To understand how this happened, it’s worth noting that purity and modesty culture (in its most recent iteration; certainly modesty has been a conversation for more than just the last few decades) were a response to the “free love” movement of the ‘60s and ‘70s. To combat the free-for-all messaging, churches and youth groups swung wildly in the opposite direction and began teaching a countercultural sexual ethic that was more in line with the Bible. It’s important to understand this because we need to acknowledge that the intention was good. Advocating for strict dating/purity/modesty standards was designed to protect followers from a harmful (though enticing) worldly sexual ethic that was emerging, and to help people follow God’s design for sex.
But the problem is that “modesty” got lumped in with “sexuality” and then it became only about sexuality. And when modesty became only about sexuality and skin-baring, non-sexual things became sexualized. Legs. Thighs. Bellies. Collarbones. Cleavage. None of those things are inherently sexual – they’re simply part of the female anatomy – but we’ve assigned a sexual meaning to them.
In fact, the reason that traditional modesty conversations are traditionally centered around female modesty is based on the historical belief that men are more visually stimulated. However, recent studies challenge that view. One out of three visitors to porn sites are female. Keyword searches are increasingly hardcore. 15% of Christian women say they watch porn at least once a month. Song of Solomon is filled with commentary from a woman who delights in a man’s physical appearance and is filled with physical descriptors of his body.

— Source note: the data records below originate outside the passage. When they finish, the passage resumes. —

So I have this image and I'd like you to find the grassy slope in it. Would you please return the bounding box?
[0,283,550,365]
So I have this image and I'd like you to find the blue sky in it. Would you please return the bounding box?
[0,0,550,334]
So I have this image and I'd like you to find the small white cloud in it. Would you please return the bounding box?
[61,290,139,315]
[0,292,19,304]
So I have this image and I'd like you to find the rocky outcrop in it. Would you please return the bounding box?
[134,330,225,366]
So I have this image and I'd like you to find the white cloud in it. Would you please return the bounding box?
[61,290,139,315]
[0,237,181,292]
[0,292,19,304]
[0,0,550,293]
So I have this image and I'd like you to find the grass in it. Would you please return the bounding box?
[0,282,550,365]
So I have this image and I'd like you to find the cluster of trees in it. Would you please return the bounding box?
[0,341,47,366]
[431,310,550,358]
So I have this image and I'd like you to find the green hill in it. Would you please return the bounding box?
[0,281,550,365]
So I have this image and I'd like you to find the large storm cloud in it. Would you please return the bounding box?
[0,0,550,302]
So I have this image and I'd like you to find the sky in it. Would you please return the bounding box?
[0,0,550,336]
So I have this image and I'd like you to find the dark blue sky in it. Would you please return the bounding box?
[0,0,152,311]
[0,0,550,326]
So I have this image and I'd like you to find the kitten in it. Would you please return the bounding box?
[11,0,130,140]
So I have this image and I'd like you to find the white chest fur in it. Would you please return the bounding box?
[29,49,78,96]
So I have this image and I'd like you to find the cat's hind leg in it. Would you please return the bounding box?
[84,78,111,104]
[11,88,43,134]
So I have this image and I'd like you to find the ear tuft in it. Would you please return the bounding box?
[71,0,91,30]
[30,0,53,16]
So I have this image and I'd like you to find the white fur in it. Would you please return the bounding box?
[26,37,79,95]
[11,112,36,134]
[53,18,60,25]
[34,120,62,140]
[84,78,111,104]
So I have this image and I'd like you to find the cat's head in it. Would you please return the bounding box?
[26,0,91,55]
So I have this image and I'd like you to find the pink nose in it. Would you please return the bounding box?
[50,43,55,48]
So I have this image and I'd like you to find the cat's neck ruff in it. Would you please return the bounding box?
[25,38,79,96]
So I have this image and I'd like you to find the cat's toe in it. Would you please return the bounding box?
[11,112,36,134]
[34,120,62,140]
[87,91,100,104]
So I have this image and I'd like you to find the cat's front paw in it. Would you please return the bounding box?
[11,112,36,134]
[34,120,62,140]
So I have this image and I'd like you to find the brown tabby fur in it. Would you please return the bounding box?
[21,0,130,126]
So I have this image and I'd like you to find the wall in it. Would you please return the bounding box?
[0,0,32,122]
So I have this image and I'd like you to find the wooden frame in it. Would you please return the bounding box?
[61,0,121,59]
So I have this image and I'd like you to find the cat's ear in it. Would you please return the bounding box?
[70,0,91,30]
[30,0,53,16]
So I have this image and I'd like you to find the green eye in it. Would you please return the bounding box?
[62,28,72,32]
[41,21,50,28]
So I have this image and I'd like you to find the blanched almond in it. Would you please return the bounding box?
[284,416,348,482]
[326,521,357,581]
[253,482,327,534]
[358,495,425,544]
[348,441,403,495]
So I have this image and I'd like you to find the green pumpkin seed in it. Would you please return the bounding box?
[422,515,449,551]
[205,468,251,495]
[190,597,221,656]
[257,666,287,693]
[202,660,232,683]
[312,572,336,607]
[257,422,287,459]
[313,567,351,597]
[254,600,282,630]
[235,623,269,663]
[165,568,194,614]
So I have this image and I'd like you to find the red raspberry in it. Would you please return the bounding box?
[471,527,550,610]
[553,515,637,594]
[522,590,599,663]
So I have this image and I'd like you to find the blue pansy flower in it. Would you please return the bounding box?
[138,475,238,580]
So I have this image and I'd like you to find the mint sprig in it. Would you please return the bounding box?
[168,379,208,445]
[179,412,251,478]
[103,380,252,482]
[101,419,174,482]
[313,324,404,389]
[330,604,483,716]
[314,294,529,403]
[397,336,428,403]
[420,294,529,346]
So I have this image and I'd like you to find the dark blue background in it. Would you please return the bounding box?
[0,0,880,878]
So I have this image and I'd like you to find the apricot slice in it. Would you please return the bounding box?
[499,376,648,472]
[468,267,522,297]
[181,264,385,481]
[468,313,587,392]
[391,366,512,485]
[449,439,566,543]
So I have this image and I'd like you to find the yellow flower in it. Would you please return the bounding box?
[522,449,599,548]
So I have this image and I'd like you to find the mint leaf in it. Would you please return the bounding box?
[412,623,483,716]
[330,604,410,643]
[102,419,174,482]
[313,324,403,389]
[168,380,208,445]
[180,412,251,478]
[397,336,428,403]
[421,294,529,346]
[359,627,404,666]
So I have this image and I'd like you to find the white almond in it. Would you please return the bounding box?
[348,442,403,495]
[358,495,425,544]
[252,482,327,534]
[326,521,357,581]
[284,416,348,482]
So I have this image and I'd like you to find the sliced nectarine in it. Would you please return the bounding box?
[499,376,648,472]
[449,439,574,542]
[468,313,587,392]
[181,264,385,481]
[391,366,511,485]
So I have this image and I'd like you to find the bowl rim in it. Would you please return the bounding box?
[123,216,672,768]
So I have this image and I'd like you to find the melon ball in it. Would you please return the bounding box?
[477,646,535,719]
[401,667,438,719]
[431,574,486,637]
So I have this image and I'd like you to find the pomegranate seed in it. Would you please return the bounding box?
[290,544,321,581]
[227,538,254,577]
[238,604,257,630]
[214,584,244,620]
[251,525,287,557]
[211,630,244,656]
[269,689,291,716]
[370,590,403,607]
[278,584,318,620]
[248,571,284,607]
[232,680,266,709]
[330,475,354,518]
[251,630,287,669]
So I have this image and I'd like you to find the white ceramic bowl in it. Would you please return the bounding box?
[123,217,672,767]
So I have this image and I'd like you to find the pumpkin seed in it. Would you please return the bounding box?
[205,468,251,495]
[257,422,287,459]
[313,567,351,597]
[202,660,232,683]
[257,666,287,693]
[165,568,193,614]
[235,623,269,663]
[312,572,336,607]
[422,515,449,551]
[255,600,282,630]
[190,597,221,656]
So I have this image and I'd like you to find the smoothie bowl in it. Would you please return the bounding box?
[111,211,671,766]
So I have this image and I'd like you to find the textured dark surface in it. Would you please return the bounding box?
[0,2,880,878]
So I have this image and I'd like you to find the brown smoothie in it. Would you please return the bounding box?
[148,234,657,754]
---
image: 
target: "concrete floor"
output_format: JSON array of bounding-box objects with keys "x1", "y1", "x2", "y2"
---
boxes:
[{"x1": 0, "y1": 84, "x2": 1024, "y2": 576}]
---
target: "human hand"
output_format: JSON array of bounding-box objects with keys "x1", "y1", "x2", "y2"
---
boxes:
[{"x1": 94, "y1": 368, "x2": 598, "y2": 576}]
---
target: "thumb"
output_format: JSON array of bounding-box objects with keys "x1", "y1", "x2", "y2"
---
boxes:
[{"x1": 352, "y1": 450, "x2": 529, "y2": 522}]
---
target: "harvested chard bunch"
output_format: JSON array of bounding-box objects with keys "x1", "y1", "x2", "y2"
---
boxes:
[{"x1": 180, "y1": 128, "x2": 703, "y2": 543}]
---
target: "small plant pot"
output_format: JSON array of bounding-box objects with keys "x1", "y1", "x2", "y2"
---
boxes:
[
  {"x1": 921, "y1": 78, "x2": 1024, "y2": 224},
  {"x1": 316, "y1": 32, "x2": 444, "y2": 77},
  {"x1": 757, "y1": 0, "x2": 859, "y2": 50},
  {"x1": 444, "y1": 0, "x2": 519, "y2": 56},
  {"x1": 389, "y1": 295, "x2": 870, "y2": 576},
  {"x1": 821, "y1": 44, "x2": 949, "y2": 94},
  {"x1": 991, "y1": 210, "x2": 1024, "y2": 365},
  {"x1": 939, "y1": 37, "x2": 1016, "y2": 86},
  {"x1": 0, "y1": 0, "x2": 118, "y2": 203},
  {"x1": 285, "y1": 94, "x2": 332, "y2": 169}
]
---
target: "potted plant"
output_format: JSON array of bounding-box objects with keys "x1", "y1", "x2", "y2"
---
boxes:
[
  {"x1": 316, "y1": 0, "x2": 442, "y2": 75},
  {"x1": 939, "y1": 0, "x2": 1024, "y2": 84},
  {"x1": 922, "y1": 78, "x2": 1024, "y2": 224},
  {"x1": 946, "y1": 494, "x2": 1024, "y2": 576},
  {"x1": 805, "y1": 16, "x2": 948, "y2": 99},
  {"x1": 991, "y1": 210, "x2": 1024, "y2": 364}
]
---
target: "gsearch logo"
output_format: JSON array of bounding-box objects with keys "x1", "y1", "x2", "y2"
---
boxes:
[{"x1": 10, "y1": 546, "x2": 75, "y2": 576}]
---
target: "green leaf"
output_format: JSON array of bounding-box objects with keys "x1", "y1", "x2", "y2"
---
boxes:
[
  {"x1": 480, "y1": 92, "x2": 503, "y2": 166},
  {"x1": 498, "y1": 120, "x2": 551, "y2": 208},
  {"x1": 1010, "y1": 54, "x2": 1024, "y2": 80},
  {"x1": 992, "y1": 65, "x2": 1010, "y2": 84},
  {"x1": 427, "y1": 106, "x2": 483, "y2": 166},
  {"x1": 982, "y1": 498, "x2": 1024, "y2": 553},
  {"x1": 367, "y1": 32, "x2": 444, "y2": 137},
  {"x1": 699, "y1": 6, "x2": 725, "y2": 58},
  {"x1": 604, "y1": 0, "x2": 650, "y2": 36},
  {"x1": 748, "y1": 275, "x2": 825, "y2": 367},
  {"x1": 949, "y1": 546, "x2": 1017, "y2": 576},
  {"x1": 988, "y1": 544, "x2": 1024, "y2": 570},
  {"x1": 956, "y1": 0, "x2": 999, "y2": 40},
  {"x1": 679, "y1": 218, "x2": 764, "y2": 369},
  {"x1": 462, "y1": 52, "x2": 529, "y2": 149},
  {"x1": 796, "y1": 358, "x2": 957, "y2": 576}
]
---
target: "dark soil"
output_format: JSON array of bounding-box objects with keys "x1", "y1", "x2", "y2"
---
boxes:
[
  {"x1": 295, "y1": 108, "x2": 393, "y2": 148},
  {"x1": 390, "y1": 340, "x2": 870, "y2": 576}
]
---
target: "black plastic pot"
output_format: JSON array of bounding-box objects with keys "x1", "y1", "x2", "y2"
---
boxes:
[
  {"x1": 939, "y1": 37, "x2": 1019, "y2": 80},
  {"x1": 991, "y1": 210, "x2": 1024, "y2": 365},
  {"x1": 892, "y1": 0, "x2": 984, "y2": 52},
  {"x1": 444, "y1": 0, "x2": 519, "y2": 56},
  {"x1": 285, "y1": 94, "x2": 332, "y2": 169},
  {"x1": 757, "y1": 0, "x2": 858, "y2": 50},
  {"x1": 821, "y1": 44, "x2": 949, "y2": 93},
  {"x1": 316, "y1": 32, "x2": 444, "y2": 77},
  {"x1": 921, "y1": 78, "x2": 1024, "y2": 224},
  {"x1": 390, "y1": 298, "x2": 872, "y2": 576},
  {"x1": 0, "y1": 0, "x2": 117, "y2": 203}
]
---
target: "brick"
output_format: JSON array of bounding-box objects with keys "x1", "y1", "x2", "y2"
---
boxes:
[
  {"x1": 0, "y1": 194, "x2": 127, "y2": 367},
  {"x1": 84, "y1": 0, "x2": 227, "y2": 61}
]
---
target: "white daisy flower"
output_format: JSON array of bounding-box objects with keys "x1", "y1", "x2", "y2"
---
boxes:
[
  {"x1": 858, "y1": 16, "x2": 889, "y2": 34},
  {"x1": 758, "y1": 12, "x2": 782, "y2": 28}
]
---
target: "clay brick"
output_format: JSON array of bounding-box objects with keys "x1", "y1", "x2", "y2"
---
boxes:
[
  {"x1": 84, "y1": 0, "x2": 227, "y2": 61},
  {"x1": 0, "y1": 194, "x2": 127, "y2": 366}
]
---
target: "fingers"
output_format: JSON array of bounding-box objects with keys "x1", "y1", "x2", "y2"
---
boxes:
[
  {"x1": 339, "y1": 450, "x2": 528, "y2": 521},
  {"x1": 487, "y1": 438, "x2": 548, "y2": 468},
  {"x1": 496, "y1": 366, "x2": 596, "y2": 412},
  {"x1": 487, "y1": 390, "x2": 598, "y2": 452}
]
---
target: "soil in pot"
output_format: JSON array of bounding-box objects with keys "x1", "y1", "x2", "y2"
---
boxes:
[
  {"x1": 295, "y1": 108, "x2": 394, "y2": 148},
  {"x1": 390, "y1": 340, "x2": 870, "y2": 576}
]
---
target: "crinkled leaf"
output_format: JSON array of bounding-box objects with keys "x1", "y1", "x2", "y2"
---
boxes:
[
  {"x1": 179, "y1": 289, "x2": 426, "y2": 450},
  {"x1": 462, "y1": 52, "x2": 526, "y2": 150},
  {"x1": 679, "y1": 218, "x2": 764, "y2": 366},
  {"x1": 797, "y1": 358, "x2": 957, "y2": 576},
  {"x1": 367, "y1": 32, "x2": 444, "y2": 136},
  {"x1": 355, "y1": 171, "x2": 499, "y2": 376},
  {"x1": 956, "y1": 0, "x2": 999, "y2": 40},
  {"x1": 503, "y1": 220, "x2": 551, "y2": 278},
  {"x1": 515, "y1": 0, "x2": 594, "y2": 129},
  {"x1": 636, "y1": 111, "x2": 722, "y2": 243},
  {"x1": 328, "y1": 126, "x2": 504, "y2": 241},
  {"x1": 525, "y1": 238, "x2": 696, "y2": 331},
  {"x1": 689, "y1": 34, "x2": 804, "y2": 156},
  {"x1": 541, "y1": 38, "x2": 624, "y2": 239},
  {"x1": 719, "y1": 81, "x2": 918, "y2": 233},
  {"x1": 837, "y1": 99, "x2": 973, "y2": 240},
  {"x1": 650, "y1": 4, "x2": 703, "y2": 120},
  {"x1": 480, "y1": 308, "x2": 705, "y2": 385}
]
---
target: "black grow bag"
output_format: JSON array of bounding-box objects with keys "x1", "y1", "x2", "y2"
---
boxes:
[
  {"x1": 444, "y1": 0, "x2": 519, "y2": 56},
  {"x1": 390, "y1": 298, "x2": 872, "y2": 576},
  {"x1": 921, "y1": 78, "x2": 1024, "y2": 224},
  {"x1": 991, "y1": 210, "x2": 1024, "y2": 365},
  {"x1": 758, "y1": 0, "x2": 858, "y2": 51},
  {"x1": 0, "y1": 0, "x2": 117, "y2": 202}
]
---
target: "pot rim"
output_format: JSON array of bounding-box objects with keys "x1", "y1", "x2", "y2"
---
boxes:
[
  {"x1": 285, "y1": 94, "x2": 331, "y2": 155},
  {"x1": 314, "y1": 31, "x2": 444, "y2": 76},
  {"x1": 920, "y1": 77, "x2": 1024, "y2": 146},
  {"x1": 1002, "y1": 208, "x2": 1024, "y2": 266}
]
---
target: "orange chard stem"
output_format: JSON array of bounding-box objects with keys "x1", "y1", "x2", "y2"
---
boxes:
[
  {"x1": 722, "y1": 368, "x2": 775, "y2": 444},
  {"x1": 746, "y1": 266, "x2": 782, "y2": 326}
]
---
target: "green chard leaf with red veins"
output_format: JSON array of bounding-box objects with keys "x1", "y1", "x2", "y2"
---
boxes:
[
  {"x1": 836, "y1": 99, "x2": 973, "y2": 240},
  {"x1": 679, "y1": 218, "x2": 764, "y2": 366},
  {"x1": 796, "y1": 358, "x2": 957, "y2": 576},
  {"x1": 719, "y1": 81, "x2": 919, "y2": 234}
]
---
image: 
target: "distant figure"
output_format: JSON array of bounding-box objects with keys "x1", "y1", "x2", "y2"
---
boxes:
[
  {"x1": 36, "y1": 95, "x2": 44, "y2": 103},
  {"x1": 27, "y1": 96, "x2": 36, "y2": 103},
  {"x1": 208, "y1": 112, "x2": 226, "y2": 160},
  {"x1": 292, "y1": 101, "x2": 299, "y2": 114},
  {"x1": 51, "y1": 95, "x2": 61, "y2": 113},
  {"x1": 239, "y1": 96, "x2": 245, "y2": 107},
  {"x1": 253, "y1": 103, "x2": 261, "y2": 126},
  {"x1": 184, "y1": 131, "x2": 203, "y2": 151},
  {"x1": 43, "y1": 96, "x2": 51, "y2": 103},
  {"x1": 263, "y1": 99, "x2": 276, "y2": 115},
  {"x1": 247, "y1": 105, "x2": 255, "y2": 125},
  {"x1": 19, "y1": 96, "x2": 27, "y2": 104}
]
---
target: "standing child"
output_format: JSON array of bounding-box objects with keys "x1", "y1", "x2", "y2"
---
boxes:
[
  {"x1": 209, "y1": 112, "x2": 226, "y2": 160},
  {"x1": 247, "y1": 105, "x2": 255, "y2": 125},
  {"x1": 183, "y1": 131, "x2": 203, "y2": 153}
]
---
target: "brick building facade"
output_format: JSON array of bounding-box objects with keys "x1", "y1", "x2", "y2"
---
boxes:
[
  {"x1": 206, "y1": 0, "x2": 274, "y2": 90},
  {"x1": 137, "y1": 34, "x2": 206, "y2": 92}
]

So as we can see, it’s not just a one-way street. However, traditional modesty culture that focuses on women covering their bodies perpetuates a myth that women are not visually stimulated, which is harmful in three primary ways:
1. It elevates sexuality to an idol. Traditional modesty culture has made sexuality and sexual temptation THE MOST IMPORTANT AND DANGEROUS THING but in reality we all struggle with sin and temptation in our lives, and sexual sin is no more (or less) important.
2. Women are viewed as sex-less. Their bodies are “stumbling blocks” but there is no mention of men’s modesty. What about women who struggle with lust? A woman’s sexual feelings or desires become shameful because they aren’t normalized.
3. It reduces women’s bodies to a singular function: sex/sexual temptation. It contributes to the dehumanization of women when we encourage men to “avert their eyes” rather than coaching them to see and appreciate women for ALL of what God created them to be.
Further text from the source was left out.